Владимир Карцев - Ньютон
Прослушав отзыв Гука и переслав его Ньютону, общество решило, если Ньютон, конечно, не возражает, напечатать его в «Философских трудах», но сделать это позже, после статьи Ньютона, «поскольку господин Ньютон может счесть неуважением публикацию резкого опровержения его исследования, которое было встречено в обществе столь громкими аплодисментами всего лишь несколько дней назад».
Казалось бы, ничто — ни мемуар Ньютона, ни отзыв Гука, ни реакция Королевского общества — не предвещало бури, которой, возможно, страстно желал бы секретарь общества Ольденбург, давно недолюбливавший Гука и находивший множество способов отравить ему настроение.
Ньютон — Ольденбургу, Кембридж
20 февраля 1672 года
«Сэр, я получил Ваше [письмо] от 19 февраля. Просмотрев замечания Гука по поводу моего исследования, я был обрадован тому, что даже столь проницательный рецензент не смог сказать ничего, что могло бы хоть в какой-то части ослабить его. Поскольку я придерживаюсь пока что прежнего суждения, я не сомневаюсь, что даже при более пристрастном изучении будет с определённостью обнаружена та правда, которую я утверждаю…

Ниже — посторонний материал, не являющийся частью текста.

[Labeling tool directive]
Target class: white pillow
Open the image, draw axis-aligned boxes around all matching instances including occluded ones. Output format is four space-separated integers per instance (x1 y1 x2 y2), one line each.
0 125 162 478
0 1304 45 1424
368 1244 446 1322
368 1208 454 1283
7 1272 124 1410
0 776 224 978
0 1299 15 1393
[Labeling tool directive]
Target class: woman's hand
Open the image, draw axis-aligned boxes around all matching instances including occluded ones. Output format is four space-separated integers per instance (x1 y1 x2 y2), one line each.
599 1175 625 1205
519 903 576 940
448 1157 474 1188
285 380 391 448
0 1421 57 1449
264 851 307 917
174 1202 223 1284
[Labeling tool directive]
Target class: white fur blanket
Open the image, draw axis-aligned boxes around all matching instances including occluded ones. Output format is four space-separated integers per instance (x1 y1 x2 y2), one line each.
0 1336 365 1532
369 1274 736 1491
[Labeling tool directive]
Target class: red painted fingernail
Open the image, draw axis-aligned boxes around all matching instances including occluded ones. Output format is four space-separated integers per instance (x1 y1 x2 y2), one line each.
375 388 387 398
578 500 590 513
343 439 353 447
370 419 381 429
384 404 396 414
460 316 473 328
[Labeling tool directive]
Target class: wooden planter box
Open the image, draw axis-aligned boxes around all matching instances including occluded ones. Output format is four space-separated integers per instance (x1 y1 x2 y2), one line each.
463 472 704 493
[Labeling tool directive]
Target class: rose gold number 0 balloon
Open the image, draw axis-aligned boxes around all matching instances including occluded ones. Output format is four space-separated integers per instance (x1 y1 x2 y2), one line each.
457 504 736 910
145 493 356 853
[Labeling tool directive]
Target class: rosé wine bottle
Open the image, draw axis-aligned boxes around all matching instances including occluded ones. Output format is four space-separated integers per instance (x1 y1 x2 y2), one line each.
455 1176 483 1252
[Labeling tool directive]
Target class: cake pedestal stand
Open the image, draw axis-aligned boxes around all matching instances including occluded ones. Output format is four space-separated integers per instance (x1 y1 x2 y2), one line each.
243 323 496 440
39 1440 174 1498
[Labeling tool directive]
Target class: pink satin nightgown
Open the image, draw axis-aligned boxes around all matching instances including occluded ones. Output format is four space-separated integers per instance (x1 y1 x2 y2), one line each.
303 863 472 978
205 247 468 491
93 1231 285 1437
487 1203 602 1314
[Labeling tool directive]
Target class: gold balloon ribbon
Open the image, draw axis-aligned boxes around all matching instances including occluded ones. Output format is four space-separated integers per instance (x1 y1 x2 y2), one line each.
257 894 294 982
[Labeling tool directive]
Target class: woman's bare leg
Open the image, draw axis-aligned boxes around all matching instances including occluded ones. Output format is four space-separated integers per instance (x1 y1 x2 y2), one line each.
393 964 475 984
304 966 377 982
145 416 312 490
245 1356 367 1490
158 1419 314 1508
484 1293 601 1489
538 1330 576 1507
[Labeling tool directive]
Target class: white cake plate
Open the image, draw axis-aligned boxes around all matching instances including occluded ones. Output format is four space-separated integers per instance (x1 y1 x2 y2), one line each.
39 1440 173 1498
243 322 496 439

В письме монсеньора Гюгениуса (так в латинизированной форме в письме назван Гюйгенс. — В.К.) есть несколько ценных и остроумных замечаний. В том, что он говорит относительно полировки параболических коноидов посредством геометрических правил, я с ним не спорю и отчаиваюсь вместе с ним; но я не сомневаюсь, что это можно до некоторой степени облегчить с помощью совершенных механических устройств. Вот пока всё от Вашего верного слуги
И. Ньютона.»
Как видно из письма, на статью поступил отзыв и от Гюйгенса. Относительно теории цветов Гюйгенс не спорил — она показалась ему «остроумной», хотя, как он говорил, нужно было «ещё посмотреть, как она согласуется с экспериментами». С другой стороны, Гюйгенс, развивавший мысли Декарта по поводу природы света и разработавший вместе с Гуком волновую теорию света, не мог согласиться с Ньютоном, критиковавшим гипотезу двух первичных цветов — красного и синего, с помощью которых якобы можно было создать все остальные. Это основная причина того, что через три месяца его суждения в оценке Ньютоновой работы несколько меняются.
Гюйгенс — Ольденбургу
«…То, что Вы опубликовали в последнем номере «Трудов», во многом усиливает его доктрину цветов. В то же время причина цвета может быть и несколько иной, и мне кажется, что он должен быть удовлетворён тем, что его достижения со временем могут стать гипотезой. Кроме того, если бы то, что лучи света в их первоначальном состоянии были некоторые красными, некоторые синими и так далее, было правдой, то было бы очень трудно объяснить на механических принципах, в чём же состоит это различие цветов».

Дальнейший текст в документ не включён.